The evolving goals of ecological “restorations”

We are publishing a “progress report” from a member of our tree team who attended a Weed Management Workshop on June 3, 2017.  This report suggests that the goal of local ecological “restorations” may be more realistic than they were in the past and potentially less destructive. 


Friends,

I attended a Weed Management Workshop this morning that was co-sponsored by East Bay Regional Park District and the California Invasive Plant Council.  It was attended by about 70 people, representing many of the “stewardship” organizations engaged in native plant “restorations.”  The main speakers were Doug Johnson, Executive Director of the California Invasive Plant Council and Pam Beitz, a member of the Integrated Pest Management staff of the East Bay Regional Park District.
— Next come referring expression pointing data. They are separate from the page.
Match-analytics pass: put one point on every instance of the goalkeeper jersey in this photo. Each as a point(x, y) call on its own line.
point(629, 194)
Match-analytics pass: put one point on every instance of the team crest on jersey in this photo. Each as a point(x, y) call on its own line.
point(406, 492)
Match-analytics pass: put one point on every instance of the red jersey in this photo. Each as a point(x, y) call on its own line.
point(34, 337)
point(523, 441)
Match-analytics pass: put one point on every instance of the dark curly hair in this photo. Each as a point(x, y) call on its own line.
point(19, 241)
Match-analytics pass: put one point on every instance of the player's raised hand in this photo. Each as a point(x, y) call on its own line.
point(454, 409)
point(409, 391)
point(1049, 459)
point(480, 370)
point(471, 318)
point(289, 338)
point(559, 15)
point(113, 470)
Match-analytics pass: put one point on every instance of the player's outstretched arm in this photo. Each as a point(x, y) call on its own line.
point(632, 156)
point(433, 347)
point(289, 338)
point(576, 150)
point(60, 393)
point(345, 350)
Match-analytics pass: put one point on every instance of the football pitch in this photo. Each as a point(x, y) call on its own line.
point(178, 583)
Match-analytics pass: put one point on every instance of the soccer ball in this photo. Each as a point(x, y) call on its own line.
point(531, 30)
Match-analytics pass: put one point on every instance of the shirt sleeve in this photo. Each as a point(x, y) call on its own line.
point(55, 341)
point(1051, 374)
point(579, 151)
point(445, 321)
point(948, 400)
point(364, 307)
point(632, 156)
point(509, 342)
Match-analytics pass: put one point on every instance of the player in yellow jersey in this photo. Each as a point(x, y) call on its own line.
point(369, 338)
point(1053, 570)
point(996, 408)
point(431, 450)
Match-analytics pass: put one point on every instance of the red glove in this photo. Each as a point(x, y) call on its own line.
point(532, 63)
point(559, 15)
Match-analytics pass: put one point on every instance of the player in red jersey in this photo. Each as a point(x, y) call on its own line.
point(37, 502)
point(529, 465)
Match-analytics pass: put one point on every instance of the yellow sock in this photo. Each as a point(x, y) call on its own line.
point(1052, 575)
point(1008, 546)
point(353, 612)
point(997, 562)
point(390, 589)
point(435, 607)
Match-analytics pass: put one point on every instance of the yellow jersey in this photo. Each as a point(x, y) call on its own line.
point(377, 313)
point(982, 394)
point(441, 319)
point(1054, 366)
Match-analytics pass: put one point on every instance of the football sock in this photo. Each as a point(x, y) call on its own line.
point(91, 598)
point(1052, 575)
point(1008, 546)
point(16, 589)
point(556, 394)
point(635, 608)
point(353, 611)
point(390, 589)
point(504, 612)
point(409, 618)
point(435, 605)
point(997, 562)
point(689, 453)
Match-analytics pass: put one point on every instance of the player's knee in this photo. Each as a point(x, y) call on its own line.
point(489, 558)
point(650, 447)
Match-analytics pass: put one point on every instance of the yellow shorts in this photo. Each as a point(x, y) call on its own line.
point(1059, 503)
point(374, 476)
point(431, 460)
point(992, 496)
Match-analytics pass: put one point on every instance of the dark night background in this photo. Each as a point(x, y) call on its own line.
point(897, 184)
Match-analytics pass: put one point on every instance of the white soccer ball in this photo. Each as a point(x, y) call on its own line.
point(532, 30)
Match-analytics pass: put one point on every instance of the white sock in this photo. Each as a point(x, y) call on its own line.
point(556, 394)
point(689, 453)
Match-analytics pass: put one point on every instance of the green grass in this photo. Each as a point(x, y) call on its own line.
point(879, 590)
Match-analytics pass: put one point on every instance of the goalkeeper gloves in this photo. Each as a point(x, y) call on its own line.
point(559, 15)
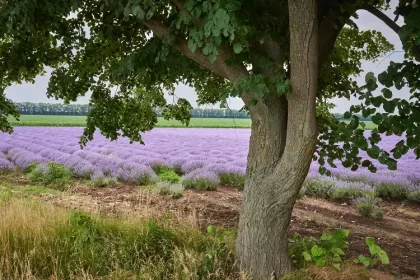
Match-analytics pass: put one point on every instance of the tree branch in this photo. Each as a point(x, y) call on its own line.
point(391, 24)
point(180, 4)
point(328, 34)
point(219, 67)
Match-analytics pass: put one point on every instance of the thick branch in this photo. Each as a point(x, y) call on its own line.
point(391, 24)
point(328, 34)
point(382, 17)
point(219, 67)
point(180, 4)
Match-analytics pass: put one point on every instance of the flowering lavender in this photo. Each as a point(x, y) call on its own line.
point(201, 179)
point(5, 165)
point(137, 174)
point(222, 152)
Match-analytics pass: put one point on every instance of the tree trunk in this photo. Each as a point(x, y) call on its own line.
point(282, 143)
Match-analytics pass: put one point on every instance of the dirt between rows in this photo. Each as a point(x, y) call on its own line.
point(398, 234)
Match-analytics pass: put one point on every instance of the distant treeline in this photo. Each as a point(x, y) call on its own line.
point(28, 108)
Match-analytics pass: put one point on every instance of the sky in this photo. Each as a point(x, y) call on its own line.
point(37, 92)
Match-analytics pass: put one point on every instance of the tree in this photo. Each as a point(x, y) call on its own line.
point(285, 59)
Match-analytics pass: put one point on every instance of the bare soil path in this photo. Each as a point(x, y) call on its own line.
point(398, 233)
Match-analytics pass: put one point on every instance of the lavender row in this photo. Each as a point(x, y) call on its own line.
point(194, 152)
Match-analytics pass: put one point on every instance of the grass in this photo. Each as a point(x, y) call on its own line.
point(40, 241)
point(47, 120)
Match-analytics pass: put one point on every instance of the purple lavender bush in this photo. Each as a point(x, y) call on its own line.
point(50, 174)
point(219, 151)
point(201, 179)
The primary purpose of the workshop was to recruit new volunteers for the many “restoration” projects in the East Bay.  Similar workshops will be offered in Mill Valley (June 17), San Jose (June 24), and Portola Valley (July 15).  Since volunteers do not use pesticides or heavy equipment, those methods of eradicating “invasive” plants were not discussed. [Information about remaining workshops available HERE.]
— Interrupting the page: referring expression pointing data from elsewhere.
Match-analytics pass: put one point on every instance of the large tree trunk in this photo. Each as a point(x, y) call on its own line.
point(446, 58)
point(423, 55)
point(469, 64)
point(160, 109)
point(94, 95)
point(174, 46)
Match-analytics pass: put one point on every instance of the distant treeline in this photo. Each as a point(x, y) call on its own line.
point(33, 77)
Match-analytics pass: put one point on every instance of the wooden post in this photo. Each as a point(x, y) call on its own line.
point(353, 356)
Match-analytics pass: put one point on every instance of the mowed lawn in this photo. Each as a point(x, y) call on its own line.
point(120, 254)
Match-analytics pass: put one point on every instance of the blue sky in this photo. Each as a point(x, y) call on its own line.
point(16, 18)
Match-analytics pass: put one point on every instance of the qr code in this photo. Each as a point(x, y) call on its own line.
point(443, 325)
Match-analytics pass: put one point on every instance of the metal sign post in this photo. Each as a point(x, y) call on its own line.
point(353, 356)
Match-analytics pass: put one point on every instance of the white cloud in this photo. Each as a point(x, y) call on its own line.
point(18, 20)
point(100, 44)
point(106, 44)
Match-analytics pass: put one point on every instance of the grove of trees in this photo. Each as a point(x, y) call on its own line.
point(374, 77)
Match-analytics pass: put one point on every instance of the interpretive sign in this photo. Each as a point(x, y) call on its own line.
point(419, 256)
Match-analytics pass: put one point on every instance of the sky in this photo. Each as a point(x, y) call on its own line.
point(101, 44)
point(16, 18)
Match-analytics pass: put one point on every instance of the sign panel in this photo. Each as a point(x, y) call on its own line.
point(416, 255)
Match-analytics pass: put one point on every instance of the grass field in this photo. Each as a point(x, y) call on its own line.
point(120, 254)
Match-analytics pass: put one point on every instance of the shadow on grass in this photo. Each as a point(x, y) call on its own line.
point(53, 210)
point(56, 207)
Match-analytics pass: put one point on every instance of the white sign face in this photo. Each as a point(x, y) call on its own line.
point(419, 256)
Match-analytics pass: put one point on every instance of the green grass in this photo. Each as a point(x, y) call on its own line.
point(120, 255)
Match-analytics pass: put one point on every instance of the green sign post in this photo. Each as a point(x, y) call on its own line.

Although the usual accusations about the negative impact of “invasive” plants were discussed, the speakers made several acknowledgements about limitations on their objectives that represent significant progress in the 25-year debate about invasion biology.

In the spirit of encouragement, I will tell you about a few of them.

Doug Johnson set the tone at the beginning of the workshop when he said, “Non-native plants aren’t evil.  It’s important not to get ideological about this.”  The audience did not react negatively to his appeal to base judgments about non-native plants on their ecological function and impacts on ecosystems.

Pomo gathering seeds, 1924. Smithsonian photo archieve

Pam Beitz acknowledged that the historical landscapes, which “restorations” attempt to recreate were, in fact, manmade.  She provided several observations from Kat Anderson’s Tending the Wild to illustrate that point.  Native Americans intensively gardened the landscape to foster the plants they needed for food, shelter, and tools.  The implication of that history of our landscape is that ecological “restoration” must make a permanent commitment to managing the landscape. [HERE is an article on Million Trees about “Tending the Wild.”]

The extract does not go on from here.